Another day, another tax rise. So far in this campaign, the Labour party has rolled out one hit or another on the wealthy and big business just about every morning. The City is getting a Robin Hood tax on every financial transaction. Companies are getting a one-third increase in corporation tax. Anyone on more than £80,000 will see their income tax go up, and a new levy in high-earners will whack any business paying a star performer more than £330,000. They haven’t slapped a 50pc VAT rate on Range Rovers and Marc Jacobs crocodile handbags – but heck, it is still only Tuesday and there are still three more weeks of this stuff to go.
As it launched its manifesto today, the party made the audacious claim that its programme was ‘fully costed’. In fact, Labour’s costings are so dodgy, it is hard to imagine that anyone is expected to take them seriously. The only thing it actually adds up to is an economic catastrophe.
Just because you say something is ‘costed’ doesn’t mean it necessarily is. Let’s take a couple of examples. Labour estimates that it will raise £19 billion from reversing the cuts in corporation tax since the coalition came to power in 2010. But will it? Even though the level of corporation tax has been reduced, the percentage of GDP it raises has remained roughly the same at 2.3pc, suggesting that as you lower the rate, companies either declare higher profits, or the lower rate encourages profitable business to move here. Increase it, and it will probably stay the same as well.
Next, Labour throws in another £3.8 billion from an ‘efficiency review of corporate tax reliefs’. But most of those reliefs have been introduced by successive Chancellors to encourage companies to do stuff we think would be good. For example, the ‘patent box’, which allows companies to deduct the cost of R&D, is a big one. So are capital allowances which allow you to deduct the cost of new machinery. Don’t we want companies to invest in R&D and new machinery? Surely that is what Labour is in favour of?
Likewise, Labour is promising to reverse a promised cut in capital gains tax to 20pc, which is still higher than under the last Labour Government. It was put up to 28pc by the coalition, in a move demanded by the Lib Dems in one of their ‘soak-the-rich’ moments. And what happened? The amount collected went down. That’s hardly surprising, since you can choose whether or not to make a capital gain by simply holding onto an asset. The same thing will happen all over again.
In total, Labour expects to raise an extra £49 billion.
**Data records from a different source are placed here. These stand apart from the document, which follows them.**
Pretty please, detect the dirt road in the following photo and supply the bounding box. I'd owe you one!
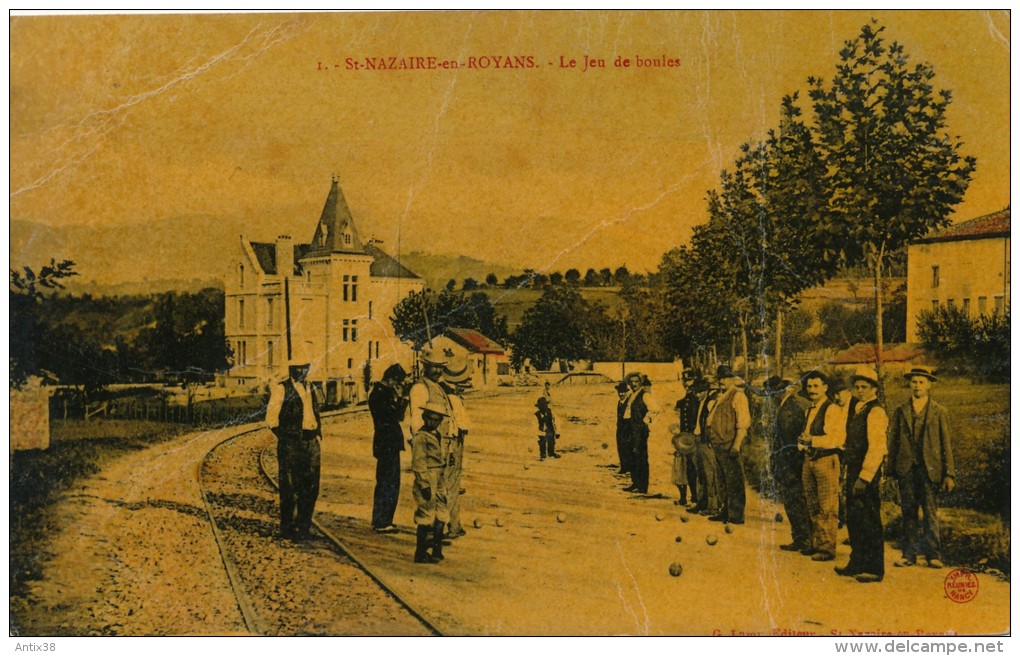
[11,379,1010,636]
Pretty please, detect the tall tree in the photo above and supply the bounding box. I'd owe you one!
[8,259,78,388]
[510,286,605,369]
[808,20,976,376]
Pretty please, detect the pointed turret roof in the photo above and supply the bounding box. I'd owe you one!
[310,176,365,255]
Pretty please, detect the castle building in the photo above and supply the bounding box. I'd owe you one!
[223,179,424,403]
[907,207,1010,342]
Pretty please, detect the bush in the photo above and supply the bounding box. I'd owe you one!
[917,306,1010,382]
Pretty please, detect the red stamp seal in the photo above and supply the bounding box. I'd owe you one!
[942,567,978,604]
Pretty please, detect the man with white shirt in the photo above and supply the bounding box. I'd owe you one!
[707,364,751,524]
[888,366,956,569]
[798,371,847,561]
[265,356,322,540]
[835,366,888,583]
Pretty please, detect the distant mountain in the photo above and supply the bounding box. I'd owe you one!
[10,214,521,296]
[395,247,523,291]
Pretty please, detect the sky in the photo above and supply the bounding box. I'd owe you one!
[9,10,1010,271]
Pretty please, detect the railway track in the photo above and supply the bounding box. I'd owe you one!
[197,420,443,636]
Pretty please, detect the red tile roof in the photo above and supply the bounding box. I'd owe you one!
[447,329,506,355]
[919,207,1010,244]
[829,344,926,364]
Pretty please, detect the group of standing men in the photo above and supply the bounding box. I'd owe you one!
[764,366,955,583]
[368,350,471,563]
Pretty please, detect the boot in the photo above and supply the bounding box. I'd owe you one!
[414,526,435,562]
[432,519,446,562]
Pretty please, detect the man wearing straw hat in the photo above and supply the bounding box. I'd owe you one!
[411,401,450,563]
[440,357,471,540]
[835,365,888,583]
[265,352,322,540]
[888,366,956,569]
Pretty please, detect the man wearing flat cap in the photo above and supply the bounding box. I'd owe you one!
[888,366,956,569]
[265,353,322,540]
[835,366,888,583]
[368,364,407,533]
[764,376,811,551]
[708,364,751,524]
[798,371,847,561]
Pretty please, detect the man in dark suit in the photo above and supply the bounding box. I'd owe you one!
[265,356,322,540]
[888,366,956,569]
[765,376,811,551]
[368,364,407,533]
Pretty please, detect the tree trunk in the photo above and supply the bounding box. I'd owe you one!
[741,314,751,381]
[875,244,885,402]
[775,307,782,377]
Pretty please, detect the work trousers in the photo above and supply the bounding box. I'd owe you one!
[900,464,942,560]
[616,423,633,473]
[776,465,811,547]
[372,451,400,528]
[713,446,747,521]
[804,454,839,556]
[844,470,885,576]
[695,442,722,514]
[276,435,321,536]
[630,424,649,492]
[446,438,464,534]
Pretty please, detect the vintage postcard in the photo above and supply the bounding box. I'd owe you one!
[8,10,1011,652]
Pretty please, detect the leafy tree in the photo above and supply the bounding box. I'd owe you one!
[390,290,508,350]
[8,259,78,388]
[510,286,604,369]
[808,21,976,375]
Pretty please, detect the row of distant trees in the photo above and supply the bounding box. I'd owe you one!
[660,21,976,373]
[446,265,644,292]
[398,21,976,374]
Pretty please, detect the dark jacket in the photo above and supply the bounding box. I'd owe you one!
[368,383,407,458]
[888,398,956,485]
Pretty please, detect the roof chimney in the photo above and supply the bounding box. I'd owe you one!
[276,235,294,275]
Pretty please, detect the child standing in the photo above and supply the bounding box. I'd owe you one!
[534,396,560,460]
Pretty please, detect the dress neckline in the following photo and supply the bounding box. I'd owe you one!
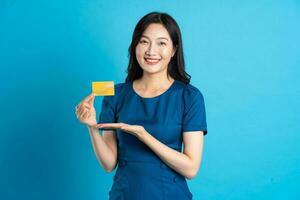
[130,79,177,100]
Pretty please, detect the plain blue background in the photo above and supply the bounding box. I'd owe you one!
[0,0,300,200]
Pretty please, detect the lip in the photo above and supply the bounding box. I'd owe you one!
[144,57,161,65]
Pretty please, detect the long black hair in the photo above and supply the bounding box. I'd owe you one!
[125,12,191,84]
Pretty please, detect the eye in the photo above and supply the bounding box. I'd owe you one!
[140,40,148,44]
[159,42,167,46]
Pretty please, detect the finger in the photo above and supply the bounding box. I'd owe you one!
[83,112,90,119]
[82,103,91,109]
[78,108,86,116]
[88,93,95,106]
[82,93,95,103]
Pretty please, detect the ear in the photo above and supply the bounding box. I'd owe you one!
[172,45,177,57]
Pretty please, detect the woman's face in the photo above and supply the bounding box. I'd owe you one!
[135,24,175,74]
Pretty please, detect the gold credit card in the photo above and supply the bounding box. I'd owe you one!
[92,81,115,96]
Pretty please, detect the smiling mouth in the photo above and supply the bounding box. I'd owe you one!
[144,58,161,65]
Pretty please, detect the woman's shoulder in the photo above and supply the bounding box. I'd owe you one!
[173,81,203,98]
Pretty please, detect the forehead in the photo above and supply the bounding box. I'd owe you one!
[143,24,170,39]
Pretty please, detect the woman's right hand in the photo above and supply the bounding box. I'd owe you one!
[76,93,97,127]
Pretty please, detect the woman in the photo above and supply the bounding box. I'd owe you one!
[76,12,207,200]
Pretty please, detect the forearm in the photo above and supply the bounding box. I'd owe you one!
[138,131,198,179]
[88,126,117,172]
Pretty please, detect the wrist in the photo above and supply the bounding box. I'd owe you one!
[138,130,149,141]
[86,124,98,131]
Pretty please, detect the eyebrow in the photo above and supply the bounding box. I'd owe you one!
[141,35,169,41]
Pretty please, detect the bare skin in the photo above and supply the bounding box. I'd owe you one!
[76,24,204,179]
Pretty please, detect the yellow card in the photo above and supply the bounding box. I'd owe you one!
[92,81,115,96]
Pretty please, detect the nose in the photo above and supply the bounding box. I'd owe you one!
[146,44,156,55]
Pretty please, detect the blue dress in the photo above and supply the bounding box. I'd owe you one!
[98,80,207,200]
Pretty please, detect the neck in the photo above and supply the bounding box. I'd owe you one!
[140,73,174,90]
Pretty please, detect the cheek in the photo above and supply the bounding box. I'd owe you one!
[135,46,145,59]
[161,48,172,60]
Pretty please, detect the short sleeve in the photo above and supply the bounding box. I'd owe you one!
[98,96,116,124]
[182,85,207,135]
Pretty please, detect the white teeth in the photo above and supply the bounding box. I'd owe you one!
[145,58,159,63]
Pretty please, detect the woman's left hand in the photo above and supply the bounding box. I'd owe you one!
[95,123,146,137]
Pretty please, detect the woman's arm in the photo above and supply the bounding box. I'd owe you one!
[87,126,117,172]
[137,131,204,179]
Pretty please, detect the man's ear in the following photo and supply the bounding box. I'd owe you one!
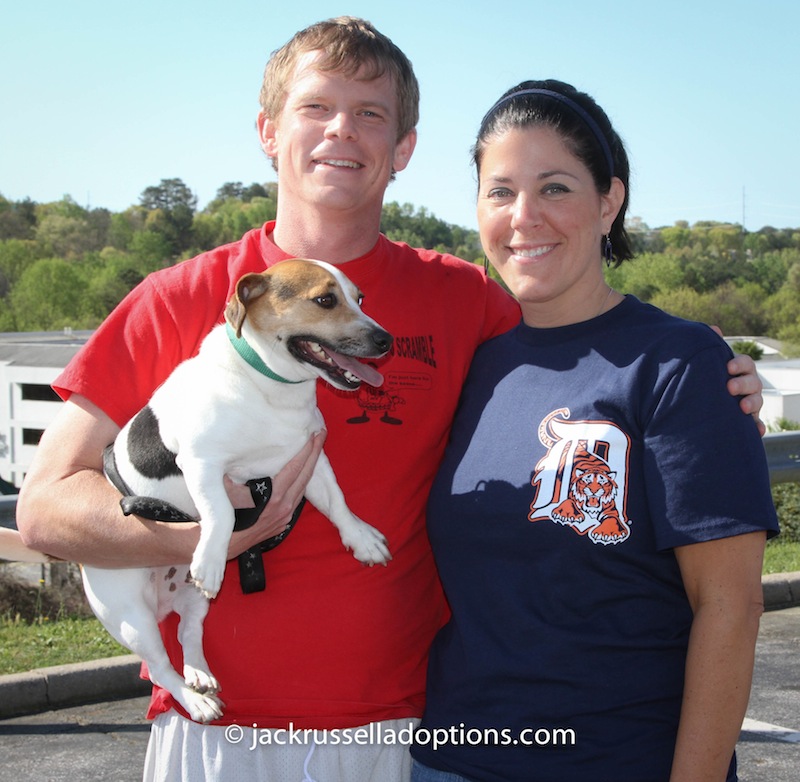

And yet the real problem here is that the party doesn’t seem to understand that taxes change behaviour. You can argue about the rights and wrongs of the Laffer Curve, which holds that at a certain point the revenue from raising taxes go down, all day long. What you can’t argue with is that people will respond to each tax rise in one way or another, and usually by trying to reduce their tax bill. The result? The amount you raise will always be very different from what you forecast.
Rather oddly, Labour believes the state can achieve all sorts of miraculous things – but that its taxes, which affect us day-to-day more than anything else the government does, have no impact at all. The Labour manifesto may be many things – but ‘costed’ is certainly not one of them. In fact, the only real certainty is that the tax rises will destroy incentives, and drive businesses out of the country. That is the actual cost. But clearly Labour doesn’t care about that.